In July 1990, a referendum was passed essentially removing the autonomous designations from Kosovo and Vojvodina. Then, in November and December 1990, Slobodan Milosevic was elected to the presidency. During 1991 and 1992, thousands were killed during the civil war between the republics of former Yugoslavia. In early 1992, United Nations peacekeeping troops were deployed to the area to help quell the fighting in the region.

In the course of 1991-92, Slovenia, Croatia and Bosnia-Herzegovina seceded from Yugoslavia through violence, while Macedonia separated peacefully. The secessionist republics quickly won international recognition. Serbia and Montenegro chose to stay in Yugoslavia. At the joint session of the assemblies of Yugoslavia, Serbia and Montenegro in Belgrade on Apr. 27, 1992, the Serbs and Montenegrins adopted the constitution of the Federal Republic of Yugoslavia.
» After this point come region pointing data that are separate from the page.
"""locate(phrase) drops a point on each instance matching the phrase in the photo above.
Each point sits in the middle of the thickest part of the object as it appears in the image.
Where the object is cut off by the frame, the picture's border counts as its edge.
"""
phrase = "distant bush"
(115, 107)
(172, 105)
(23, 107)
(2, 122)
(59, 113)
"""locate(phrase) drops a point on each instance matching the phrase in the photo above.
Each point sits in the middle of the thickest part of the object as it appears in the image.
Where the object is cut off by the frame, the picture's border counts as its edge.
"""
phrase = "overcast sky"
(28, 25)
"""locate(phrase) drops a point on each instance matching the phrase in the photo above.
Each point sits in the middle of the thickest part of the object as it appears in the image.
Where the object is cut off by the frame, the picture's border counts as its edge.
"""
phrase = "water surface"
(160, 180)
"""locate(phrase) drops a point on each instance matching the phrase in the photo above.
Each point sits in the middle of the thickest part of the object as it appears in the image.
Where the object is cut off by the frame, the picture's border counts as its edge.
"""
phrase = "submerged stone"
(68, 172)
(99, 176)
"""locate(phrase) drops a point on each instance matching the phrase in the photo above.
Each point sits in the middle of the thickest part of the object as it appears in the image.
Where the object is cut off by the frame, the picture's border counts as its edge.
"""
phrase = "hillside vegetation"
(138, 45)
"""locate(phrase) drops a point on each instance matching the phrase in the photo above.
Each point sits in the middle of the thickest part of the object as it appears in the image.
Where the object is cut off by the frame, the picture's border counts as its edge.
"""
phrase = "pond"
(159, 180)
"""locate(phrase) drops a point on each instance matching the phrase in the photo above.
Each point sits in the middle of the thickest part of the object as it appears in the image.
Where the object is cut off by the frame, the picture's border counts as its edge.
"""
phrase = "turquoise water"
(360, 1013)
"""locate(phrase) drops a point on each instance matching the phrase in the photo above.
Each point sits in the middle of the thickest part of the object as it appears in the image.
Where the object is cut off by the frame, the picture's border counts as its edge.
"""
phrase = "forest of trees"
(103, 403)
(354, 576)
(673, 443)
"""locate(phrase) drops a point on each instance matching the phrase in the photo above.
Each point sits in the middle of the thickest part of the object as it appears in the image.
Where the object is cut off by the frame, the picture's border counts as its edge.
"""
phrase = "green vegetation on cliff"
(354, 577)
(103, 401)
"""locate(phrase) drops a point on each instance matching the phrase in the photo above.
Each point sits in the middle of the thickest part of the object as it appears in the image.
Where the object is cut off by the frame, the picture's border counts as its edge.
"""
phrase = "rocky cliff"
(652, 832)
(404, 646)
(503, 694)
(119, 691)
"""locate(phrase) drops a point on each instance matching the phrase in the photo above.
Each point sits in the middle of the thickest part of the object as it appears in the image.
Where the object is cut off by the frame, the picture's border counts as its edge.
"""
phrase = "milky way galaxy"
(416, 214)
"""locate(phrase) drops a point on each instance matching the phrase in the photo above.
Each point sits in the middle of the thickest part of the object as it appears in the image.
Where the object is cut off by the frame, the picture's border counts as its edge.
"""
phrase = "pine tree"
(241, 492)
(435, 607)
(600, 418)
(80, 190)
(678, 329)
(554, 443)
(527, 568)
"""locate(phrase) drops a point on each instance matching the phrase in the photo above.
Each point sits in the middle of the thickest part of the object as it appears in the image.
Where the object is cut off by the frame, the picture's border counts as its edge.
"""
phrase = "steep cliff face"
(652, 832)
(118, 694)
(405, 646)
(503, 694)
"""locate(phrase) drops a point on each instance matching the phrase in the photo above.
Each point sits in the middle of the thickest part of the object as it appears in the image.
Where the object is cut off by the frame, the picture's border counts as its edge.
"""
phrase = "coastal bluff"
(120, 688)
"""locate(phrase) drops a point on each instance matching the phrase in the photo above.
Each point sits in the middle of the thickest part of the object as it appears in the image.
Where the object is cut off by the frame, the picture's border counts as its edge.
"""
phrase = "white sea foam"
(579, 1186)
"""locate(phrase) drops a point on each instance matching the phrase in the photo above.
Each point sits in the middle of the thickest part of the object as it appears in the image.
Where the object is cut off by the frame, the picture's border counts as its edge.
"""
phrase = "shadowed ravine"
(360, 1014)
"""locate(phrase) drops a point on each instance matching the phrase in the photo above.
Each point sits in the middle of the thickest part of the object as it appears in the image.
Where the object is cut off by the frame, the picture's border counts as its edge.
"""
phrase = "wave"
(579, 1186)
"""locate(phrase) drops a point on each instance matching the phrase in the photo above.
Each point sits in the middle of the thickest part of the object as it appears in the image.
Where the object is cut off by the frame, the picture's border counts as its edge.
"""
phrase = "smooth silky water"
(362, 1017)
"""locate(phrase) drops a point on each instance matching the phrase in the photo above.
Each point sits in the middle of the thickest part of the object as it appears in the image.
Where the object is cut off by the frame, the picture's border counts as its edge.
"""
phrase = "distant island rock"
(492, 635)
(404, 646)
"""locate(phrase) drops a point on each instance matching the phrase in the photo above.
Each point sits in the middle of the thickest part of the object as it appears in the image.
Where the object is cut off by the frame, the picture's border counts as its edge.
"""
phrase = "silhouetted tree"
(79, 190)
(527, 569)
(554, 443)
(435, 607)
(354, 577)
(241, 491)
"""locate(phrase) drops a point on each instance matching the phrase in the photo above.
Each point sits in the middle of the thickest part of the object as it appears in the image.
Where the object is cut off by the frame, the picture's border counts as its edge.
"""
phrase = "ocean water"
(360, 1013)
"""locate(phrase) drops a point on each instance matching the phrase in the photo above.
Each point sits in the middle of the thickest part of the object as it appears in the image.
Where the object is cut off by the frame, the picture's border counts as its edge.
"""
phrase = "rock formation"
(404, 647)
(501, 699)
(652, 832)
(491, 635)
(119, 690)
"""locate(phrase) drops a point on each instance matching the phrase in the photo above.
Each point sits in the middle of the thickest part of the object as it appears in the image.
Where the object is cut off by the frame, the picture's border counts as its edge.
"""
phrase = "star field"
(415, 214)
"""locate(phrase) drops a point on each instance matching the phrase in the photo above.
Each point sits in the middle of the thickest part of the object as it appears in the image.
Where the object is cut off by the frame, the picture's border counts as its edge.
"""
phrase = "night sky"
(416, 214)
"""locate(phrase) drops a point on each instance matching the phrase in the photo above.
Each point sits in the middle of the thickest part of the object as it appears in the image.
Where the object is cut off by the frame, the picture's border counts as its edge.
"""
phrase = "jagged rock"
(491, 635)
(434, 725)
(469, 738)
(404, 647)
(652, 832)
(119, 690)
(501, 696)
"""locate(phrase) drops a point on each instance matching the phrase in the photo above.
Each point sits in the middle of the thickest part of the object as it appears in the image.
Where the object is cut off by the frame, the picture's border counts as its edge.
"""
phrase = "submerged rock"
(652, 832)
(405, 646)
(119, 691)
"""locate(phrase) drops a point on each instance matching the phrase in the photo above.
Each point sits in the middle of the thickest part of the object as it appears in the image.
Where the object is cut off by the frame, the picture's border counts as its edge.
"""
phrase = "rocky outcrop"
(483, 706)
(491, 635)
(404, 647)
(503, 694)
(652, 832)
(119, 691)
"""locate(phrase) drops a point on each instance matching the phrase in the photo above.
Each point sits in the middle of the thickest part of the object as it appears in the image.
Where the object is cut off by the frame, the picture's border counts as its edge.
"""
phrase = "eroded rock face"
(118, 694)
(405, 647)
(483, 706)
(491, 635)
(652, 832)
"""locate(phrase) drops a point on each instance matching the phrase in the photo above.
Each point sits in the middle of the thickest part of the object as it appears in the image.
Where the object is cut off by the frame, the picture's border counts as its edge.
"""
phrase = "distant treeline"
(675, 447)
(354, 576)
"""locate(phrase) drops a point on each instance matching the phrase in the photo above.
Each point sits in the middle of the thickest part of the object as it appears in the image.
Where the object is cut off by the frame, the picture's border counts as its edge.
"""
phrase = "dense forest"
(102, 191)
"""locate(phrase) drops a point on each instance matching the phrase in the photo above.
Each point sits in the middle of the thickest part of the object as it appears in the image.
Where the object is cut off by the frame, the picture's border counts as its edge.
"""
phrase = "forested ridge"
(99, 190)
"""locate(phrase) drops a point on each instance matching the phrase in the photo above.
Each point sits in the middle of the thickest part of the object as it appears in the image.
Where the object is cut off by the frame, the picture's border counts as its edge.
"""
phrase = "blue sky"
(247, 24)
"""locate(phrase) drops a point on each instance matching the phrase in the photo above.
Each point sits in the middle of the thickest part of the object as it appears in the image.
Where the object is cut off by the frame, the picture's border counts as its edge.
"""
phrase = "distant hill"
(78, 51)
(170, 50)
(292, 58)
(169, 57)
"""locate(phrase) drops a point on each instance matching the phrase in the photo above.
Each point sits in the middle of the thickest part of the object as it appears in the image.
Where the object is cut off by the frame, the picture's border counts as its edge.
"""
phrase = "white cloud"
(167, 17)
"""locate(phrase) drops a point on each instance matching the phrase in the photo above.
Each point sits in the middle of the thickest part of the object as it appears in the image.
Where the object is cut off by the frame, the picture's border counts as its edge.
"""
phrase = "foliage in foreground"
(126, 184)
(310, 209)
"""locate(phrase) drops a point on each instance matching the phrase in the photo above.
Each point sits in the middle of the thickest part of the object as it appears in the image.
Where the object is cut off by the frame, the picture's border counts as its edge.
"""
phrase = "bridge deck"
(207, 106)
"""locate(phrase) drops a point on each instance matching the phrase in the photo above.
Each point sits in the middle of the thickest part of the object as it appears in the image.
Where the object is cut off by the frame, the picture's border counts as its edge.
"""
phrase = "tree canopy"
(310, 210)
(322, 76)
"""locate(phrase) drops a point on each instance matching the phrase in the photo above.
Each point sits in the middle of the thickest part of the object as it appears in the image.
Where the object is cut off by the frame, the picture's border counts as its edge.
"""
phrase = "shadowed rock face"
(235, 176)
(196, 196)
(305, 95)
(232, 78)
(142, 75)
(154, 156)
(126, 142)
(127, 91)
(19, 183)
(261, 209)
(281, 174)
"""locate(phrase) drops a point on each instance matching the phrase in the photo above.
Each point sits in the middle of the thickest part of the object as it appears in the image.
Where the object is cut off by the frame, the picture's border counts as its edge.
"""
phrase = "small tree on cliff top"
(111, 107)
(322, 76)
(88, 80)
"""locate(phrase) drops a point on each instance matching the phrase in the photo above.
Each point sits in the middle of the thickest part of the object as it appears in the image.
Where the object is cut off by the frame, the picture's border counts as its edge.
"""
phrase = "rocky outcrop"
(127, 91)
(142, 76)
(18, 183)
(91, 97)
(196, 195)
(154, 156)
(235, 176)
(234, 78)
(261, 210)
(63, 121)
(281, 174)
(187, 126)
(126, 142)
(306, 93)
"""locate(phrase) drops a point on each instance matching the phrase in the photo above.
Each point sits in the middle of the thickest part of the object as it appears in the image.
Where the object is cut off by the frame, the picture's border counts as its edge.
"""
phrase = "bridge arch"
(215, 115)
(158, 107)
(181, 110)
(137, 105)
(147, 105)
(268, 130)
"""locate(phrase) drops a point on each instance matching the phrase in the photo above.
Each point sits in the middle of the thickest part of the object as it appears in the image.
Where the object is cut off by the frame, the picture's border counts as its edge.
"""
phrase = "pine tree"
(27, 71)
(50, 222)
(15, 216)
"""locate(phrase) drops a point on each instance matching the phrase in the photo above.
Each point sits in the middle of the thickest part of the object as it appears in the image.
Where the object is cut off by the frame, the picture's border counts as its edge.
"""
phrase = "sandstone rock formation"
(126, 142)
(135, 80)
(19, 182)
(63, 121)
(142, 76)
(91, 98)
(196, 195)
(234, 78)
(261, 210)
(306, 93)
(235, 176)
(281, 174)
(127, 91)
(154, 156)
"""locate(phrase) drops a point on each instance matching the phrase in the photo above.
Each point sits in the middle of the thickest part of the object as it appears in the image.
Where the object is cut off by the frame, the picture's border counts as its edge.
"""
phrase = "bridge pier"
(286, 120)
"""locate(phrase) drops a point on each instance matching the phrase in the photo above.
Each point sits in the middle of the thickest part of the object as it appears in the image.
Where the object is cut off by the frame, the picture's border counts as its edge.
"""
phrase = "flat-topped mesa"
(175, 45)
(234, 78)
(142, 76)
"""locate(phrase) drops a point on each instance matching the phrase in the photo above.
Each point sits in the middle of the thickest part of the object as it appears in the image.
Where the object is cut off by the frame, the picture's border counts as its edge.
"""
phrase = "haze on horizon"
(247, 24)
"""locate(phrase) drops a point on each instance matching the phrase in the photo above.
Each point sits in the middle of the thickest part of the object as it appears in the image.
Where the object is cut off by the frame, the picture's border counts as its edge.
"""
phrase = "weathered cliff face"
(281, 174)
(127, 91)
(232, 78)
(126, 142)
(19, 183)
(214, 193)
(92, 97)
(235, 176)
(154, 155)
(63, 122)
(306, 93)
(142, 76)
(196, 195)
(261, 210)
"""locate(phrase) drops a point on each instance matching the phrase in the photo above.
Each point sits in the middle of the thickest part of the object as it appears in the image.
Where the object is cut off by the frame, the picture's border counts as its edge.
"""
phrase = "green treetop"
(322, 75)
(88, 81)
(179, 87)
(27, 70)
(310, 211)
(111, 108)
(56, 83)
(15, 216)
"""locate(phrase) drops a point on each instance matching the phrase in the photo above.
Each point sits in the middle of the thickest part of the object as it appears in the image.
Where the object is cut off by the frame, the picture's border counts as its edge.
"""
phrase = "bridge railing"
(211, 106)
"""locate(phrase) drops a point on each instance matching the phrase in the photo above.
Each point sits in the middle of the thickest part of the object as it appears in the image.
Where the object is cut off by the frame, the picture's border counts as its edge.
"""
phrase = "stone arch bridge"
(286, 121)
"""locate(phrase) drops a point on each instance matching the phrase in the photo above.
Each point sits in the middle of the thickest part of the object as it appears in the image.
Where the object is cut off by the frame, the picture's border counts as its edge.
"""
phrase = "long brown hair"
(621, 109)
Since Serbia-Montenegro was under de facto rule of President Milosevic, the army was under the control of Milosevic’s ally, General Momcilo Perisic. No particular opposition movement, including the Serbian Renewal movement or the semi-fascist Serbian Radical Party, managed to offer a serious challenge to Milosevic’s control. Indeed, when opposition leaders called for a non-confidence vote in the government, Milosevic dissolved parliament and called for new elections.

Milosevic’s regime was faced with trying to maintain political control of the volatile and predominantly Albanian region of Kosovo, as well as the unstable Sandzak Muslin enclave next to Bosnia. Interestingly, the Milosevic administration had some degree of a challenge from then-Montenegrin president, Momir Bulatovic, who, in the early 1990s, demonstrated an increasingly independent pattern of policy making. At that time, several Montenegrin members of Milosevic’s coalition in parliament resigned in protest of Montenegro’s subordinate relations with Serbia.